You’ll hear some of the older guys say, “I’ll know when it’s time” or “My wife will tell me when I’m beginning to lose my sharpness.” Are these announcers just looking for excuses? Word retention, word retrieval and eyesight all generally weaken over time.
Yes, frequently they do not know when it’s time. People are talking about them, and it’s not complimentary. I experienced decline in all those areas you mention. Also, I mentioned in a little press conference at the retirement announcement that I felt as if I was on a high-speed train going through a tunnel, with images of many games and memories flashing past too quickly to enjoy them. For me, it was time to try to slow down the passing of time with more time to savor it.

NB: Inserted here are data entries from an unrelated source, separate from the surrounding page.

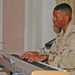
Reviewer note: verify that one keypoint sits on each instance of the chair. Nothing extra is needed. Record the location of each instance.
(45, 72)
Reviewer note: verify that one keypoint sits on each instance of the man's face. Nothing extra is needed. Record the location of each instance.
(58, 18)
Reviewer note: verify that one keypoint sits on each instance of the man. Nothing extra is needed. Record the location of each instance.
(62, 52)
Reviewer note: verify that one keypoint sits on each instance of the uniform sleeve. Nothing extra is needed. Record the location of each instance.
(68, 60)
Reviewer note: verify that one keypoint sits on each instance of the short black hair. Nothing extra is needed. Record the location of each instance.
(64, 7)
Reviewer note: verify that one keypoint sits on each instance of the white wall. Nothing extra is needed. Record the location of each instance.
(38, 23)
(0, 24)
(48, 32)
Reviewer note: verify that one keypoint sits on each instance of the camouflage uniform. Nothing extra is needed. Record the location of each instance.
(62, 52)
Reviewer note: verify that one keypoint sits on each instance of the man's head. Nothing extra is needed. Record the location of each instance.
(62, 15)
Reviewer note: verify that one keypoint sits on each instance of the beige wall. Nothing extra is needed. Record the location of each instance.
(13, 24)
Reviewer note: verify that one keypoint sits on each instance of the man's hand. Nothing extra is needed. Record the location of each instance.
(33, 56)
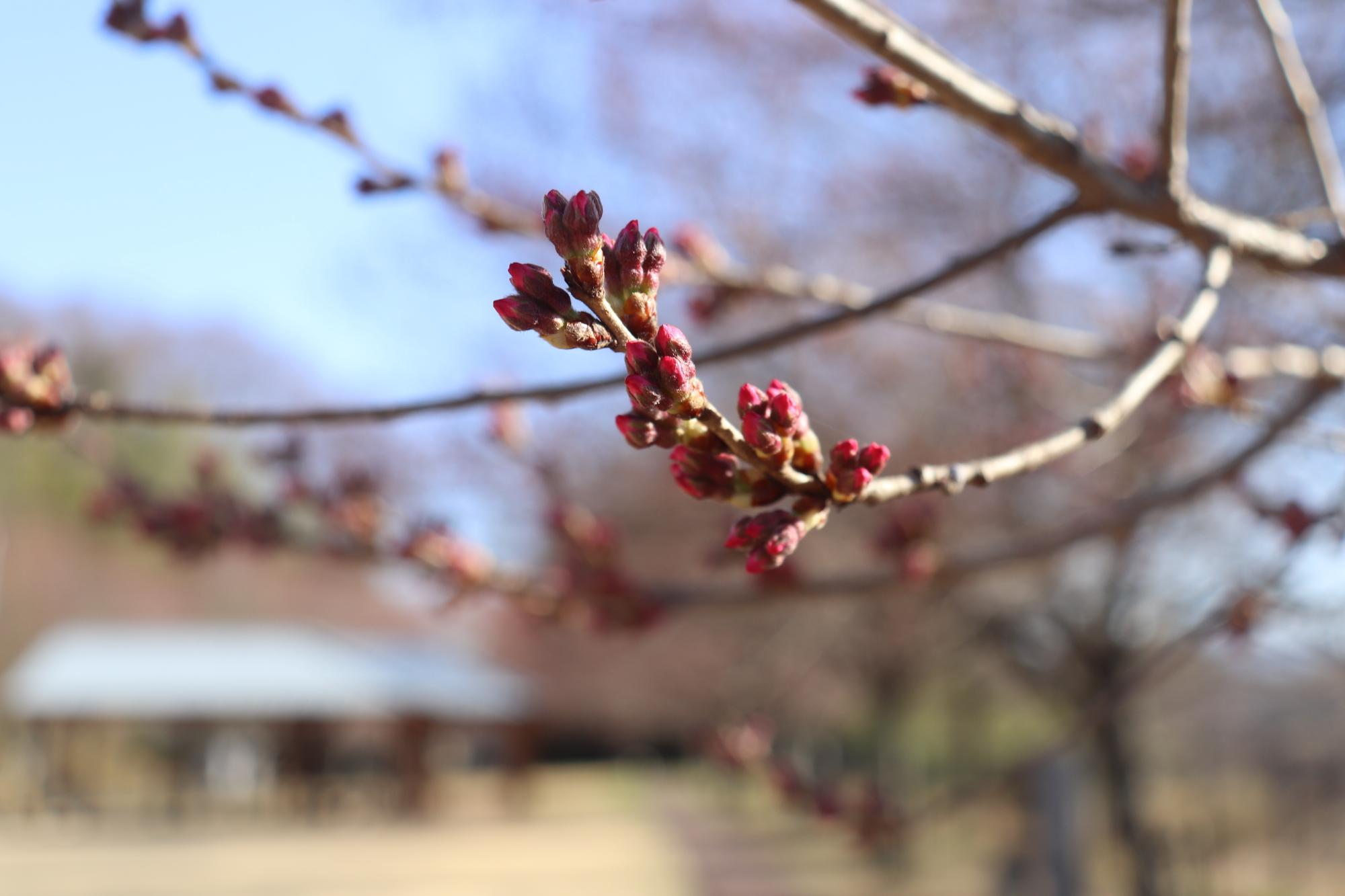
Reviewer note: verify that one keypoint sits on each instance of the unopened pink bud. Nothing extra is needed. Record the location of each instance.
(640, 431)
(642, 358)
(518, 313)
(761, 434)
(646, 393)
(670, 341)
(786, 411)
(536, 283)
(676, 374)
(875, 458)
(845, 452)
(751, 399)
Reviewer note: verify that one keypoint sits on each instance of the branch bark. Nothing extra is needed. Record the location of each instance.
(1172, 136)
(1101, 421)
(1054, 145)
(1299, 84)
(100, 407)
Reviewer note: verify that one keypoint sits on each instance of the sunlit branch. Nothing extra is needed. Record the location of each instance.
(1299, 83)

At one point, I asked you about Vin Scully. You unhesitatingly chuckled and said, “Vin’s on another planet.” You won’t get an argument from anyone in their right mind. Yet, why so?
He’s not the ONLY broadcaster who would reference an opera or Broadway show or literary work on a baseball broadcast, but with anybody else it would be forced to create attention to his genius. He avoided clichés as well as anybody. He told countless stories about the players from his unquenchable preparation and made baseball broadcasts learning experiences.